Para ejemplificar esto, Freud va a la reacción terapéutica negativa, una resistencia del
SuperYó. ¿Qué es? En principio, hay una diferencia con la transferencia y también con la
repetición. Tanto la transferencia como la repetición son fenómenos que no solamente se dan
en un análisis. Con la reacción terapéutica negativa no podemos decir lo mismo, es un
fenómeno clínico. Hay pacientes a los que cierto halago sobre sus mejoras o el simple hecho
de que mejoran, hace que súbitamente empeoren y vuelvan todos los síntomas que habían
sido superados, se refuerza su padecimiento y la curación empieza a tomar el cáliz de peligro.

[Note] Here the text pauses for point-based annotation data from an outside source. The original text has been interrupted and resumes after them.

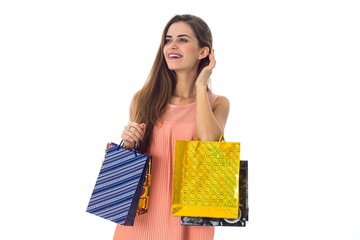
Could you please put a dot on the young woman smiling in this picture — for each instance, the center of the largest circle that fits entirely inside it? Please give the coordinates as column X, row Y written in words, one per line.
column 175, row 103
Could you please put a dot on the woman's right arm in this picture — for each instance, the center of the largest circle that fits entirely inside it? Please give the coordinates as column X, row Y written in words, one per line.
column 133, row 132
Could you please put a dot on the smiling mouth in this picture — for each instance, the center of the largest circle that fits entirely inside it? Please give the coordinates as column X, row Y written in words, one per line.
column 174, row 56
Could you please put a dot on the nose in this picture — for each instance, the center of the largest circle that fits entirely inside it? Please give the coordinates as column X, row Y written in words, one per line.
column 172, row 45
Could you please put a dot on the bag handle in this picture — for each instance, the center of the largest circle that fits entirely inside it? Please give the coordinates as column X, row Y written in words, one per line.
column 221, row 138
column 136, row 150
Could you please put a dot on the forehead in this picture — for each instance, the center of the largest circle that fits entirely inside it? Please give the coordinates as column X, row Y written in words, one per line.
column 179, row 28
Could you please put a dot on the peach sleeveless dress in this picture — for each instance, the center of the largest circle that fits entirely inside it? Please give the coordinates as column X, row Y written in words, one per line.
column 179, row 122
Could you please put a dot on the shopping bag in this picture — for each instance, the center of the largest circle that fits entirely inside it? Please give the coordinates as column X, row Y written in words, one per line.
column 120, row 185
column 206, row 179
column 243, row 206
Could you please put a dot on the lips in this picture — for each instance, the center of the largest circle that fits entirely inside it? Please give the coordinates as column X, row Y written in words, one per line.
column 174, row 55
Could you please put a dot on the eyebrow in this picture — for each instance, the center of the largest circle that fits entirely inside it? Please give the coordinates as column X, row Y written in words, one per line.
column 181, row 35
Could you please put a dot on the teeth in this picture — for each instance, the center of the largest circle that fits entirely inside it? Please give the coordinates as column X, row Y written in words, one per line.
column 174, row 56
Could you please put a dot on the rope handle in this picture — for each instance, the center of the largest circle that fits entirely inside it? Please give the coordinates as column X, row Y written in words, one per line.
column 221, row 138
column 136, row 149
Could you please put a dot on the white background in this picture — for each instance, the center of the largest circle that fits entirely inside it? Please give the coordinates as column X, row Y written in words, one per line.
column 290, row 69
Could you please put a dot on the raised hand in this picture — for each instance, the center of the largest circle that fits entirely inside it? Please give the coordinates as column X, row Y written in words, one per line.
column 205, row 73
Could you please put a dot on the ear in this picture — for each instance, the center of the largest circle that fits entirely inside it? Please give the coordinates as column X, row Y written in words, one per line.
column 204, row 52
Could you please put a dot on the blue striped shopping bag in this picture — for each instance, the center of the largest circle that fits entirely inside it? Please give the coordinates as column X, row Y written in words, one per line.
column 119, row 185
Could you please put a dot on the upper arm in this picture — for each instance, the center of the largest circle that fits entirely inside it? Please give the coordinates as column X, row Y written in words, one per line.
column 133, row 107
column 221, row 110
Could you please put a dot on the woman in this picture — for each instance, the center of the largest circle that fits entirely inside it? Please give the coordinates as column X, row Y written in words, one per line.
column 175, row 103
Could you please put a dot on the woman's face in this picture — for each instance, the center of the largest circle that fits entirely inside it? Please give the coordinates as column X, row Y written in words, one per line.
column 181, row 50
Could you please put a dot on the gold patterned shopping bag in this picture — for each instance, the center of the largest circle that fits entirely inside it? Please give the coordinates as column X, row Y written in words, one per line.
column 206, row 179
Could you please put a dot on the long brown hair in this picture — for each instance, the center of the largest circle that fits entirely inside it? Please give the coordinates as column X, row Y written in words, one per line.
column 152, row 99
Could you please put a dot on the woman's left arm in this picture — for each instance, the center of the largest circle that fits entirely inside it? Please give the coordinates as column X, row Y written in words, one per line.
column 210, row 123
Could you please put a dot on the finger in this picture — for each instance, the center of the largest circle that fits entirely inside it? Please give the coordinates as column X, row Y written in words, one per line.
column 128, row 141
column 130, row 136
column 137, row 127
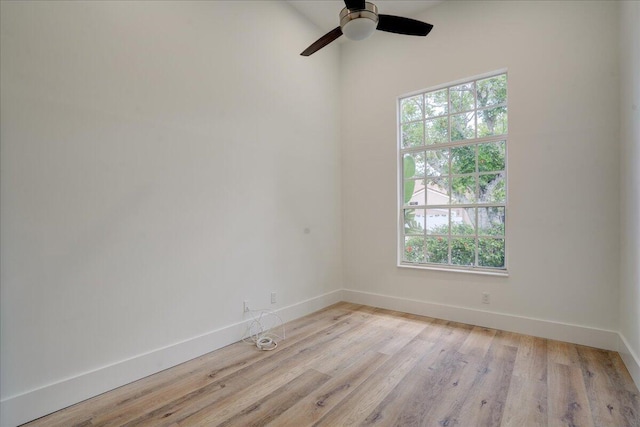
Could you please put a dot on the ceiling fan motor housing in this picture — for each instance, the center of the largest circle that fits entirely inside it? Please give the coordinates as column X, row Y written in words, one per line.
column 358, row 24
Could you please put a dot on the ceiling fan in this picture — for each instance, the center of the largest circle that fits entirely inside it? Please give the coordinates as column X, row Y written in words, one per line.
column 359, row 19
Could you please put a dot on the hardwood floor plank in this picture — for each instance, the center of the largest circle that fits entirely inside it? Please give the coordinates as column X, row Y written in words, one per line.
column 568, row 403
column 527, row 399
column 313, row 407
column 271, row 406
column 357, row 405
column 611, row 404
column 350, row 364
column 484, row 401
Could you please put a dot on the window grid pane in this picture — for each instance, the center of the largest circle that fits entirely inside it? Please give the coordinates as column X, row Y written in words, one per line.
column 454, row 188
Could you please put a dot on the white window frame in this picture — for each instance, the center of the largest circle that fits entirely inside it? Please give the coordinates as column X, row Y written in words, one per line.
column 497, row 271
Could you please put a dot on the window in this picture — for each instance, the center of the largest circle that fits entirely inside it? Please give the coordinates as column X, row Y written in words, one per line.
column 453, row 176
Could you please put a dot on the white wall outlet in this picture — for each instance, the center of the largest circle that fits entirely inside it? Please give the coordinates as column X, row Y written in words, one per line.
column 486, row 297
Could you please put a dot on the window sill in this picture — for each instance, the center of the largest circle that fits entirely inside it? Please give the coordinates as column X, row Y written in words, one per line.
column 498, row 273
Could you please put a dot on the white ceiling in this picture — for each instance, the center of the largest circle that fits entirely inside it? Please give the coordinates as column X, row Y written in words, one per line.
column 324, row 13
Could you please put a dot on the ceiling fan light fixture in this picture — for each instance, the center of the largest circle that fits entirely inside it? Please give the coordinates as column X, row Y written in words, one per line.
column 359, row 24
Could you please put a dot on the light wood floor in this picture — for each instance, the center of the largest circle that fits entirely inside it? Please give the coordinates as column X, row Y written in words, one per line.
column 357, row 365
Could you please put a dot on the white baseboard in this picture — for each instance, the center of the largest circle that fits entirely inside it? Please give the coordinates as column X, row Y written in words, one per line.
column 27, row 406
column 577, row 334
column 630, row 359
column 36, row 403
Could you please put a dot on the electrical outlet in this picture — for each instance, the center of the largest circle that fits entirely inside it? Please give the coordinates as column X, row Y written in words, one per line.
column 486, row 297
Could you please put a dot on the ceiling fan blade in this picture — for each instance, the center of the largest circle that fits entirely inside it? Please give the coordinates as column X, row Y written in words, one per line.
column 354, row 4
column 323, row 41
column 400, row 25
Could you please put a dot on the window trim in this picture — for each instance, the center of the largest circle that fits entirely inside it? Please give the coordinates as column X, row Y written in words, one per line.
column 400, row 207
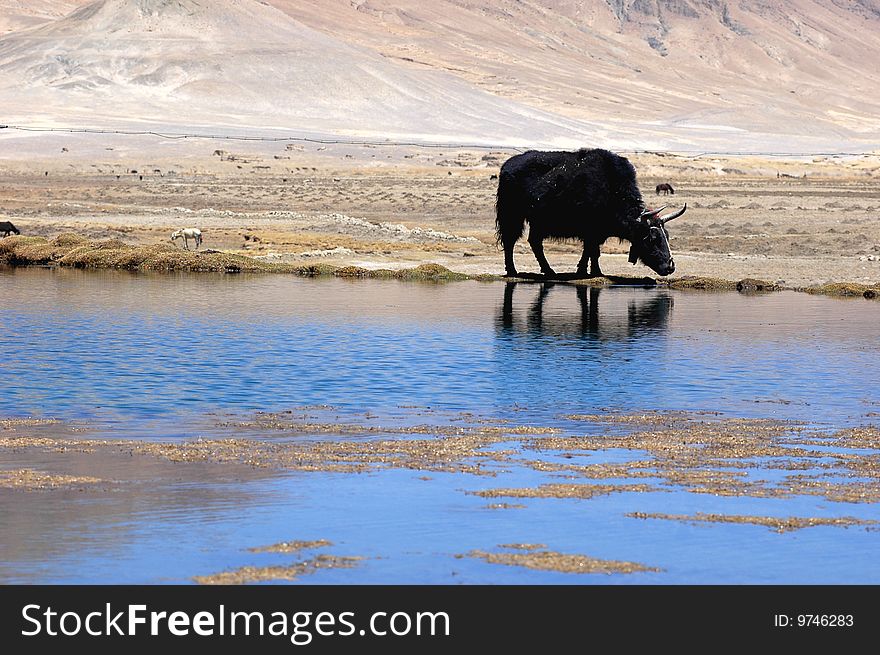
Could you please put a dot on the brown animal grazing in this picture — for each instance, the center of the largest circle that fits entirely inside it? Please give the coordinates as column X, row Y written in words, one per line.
column 6, row 227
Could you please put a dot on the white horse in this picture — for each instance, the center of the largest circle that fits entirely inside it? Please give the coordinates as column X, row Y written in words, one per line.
column 187, row 234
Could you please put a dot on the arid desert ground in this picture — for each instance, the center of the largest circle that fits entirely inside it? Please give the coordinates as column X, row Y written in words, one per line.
column 794, row 222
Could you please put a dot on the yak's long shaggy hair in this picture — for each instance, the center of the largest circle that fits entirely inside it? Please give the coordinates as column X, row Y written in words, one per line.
column 568, row 195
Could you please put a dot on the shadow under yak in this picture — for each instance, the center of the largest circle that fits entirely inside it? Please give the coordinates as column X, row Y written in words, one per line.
column 643, row 314
column 614, row 280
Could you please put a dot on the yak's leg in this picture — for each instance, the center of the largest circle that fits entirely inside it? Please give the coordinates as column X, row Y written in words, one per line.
column 509, row 266
column 537, row 244
column 507, row 305
column 591, row 255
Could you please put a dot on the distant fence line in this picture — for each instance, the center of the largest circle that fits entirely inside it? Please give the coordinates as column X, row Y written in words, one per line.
column 416, row 144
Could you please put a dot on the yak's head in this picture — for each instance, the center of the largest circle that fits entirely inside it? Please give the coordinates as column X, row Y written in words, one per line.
column 650, row 243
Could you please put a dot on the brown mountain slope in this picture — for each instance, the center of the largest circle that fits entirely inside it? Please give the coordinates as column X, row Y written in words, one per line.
column 792, row 75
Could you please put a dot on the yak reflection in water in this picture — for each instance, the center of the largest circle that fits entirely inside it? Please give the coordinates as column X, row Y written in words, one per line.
column 622, row 314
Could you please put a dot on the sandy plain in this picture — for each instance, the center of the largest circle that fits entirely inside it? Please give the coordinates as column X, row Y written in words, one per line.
column 793, row 222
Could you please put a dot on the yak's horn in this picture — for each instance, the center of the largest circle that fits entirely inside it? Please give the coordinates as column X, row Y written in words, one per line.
column 669, row 217
column 652, row 212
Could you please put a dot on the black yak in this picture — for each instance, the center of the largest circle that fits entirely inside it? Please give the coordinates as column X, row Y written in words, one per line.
column 6, row 227
column 589, row 195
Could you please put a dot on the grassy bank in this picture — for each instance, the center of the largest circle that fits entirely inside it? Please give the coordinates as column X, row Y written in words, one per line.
column 76, row 251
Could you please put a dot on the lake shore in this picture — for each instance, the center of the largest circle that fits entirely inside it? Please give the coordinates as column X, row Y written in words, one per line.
column 793, row 223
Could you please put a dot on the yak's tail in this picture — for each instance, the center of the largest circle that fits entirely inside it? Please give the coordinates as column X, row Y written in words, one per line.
column 509, row 217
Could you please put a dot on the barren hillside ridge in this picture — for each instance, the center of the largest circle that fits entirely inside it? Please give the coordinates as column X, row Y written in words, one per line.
column 788, row 76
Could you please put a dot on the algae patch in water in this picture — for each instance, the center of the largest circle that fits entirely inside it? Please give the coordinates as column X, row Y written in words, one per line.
column 291, row 546
column 584, row 491
column 705, row 283
column 249, row 574
column 545, row 560
column 777, row 524
column 32, row 480
column 846, row 289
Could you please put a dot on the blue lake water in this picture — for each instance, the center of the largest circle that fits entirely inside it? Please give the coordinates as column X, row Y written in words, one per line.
column 162, row 356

Entonces, cuando (a veces) se puede pensar en un fin de análisis y el paciente se declara
enfermo o incurable, es allí donde aparece la R.T.N.
No es un paciente que por desafío empeora o la ganancia de la enfermedad, es un factor
moral, un sentimiento inconsciente de culpa que haya la satisfacción en el sufrimiento, en la
enfermedad y no quiere renunciar al castigo que la neurosis le proponía. Por lo tanto, en la
medida en la que mejora, la mejora traería el fin de los síntomas y es ahí cuando aparecería la
reacción. Lo dejaría sin el padecimiento que la neurosis le ofrecía: hay un empeoramiento de la
neurosis y de los síntomas.
Si alguien empeora sin previa mejoría podríamos decir que el análisis no está funcionando, no
así cuando hay previa mejoría, que allí hablaríamos de la reacción terapéutica negativa.
El paciente no se siente culpable sino enfermo. Es un sentimiento inconsciente de culpa, (por lo
demás incorrecta psicológicamente, no corresponde llamar inconscientes a los sentimientos) la
culpa no se manifiesta como un afecto sentido, experimentado por el sujeto. Es una culpa que
Freud teoriza, es una hipótesis, una deducción de lo que el paciente va diciendo.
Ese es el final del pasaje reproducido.